Edgardo Cozarinsky
“No le impongas límites a tus sueños”, le dijo Nenea Costea a su sobrino Jean Negulescu cuando lo recibió en París, apenas salido de la adolescencia, recién llegado de Bucarest después de la Primera Guerra Mundial.
El joven se quería artista y muy pronto frecuentó a Modigliani, a Brancusi y a Pascin. La necesidad de ganarse la vida de manera no demasiado desagradable lo llevó a principios de los años 20 a Niza y al hotel Negresco, el palace de la Riviera, donde su mirada melancólica y su talento para el tango lo impusieron como gigolo-dansant. Sus funciones se limitaban a sacar a bailar a ricas señoras maduras, generalmente bajo la mirada aprobatoria de los maridos, a la hora del té. Las propinas eran generosas y entregadas con elegancia.
El
director del salón del Negresco le aconsejó al joven que guardara en el bolsillo
del pantalón la llave de su casilla del vestuario, cuya pesa metálica prometía
una forma viril considerable.
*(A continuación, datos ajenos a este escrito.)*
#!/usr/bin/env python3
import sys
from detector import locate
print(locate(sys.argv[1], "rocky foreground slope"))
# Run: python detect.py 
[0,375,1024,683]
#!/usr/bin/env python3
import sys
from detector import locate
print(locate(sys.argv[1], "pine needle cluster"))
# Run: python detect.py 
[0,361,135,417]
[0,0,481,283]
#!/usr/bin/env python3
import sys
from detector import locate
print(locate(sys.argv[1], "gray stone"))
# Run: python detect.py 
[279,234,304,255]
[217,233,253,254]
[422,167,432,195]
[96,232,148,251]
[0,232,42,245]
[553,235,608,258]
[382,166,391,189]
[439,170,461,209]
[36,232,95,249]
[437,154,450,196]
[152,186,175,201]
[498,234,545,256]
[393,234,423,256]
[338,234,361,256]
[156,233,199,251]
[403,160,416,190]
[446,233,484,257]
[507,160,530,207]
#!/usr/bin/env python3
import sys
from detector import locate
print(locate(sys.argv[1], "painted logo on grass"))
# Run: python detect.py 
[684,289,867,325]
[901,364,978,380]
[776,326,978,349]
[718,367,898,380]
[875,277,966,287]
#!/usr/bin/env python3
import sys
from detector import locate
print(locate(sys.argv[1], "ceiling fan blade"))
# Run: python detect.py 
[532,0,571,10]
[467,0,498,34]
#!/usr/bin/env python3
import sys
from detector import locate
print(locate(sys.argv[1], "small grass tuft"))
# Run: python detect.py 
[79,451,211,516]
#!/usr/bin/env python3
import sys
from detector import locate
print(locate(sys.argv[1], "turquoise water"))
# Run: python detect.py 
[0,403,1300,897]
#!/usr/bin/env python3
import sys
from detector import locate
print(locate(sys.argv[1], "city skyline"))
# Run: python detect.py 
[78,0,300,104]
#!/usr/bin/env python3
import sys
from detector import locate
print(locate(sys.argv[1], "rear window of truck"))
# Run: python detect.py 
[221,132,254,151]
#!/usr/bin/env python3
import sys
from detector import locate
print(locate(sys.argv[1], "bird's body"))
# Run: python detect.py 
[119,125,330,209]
Se solía bailar a una distancia respetuosa pero
el volumen visible y algún roce ocasional produjeron el efecto buscado: las señoras
solo querían bailar el tango con el joven rumano.
Años
más tarde, Jean (ahora Negulesco) hizo carrera como director en Hollywood e iba
a dirigir a bellezas célebres: Hedy Lamarr y Marilyn Monroe.
Su último film lo llevó de vuelta a Niza en 1970. Hospedado en una suite del Negresco, se le ocurrió un día contarle al director del hotel sus recuerdos de juventud; su interlocutor no se impresionó: “Ahora le paga el hotel la Fox… Una vez gigoló, siempre gigoló”.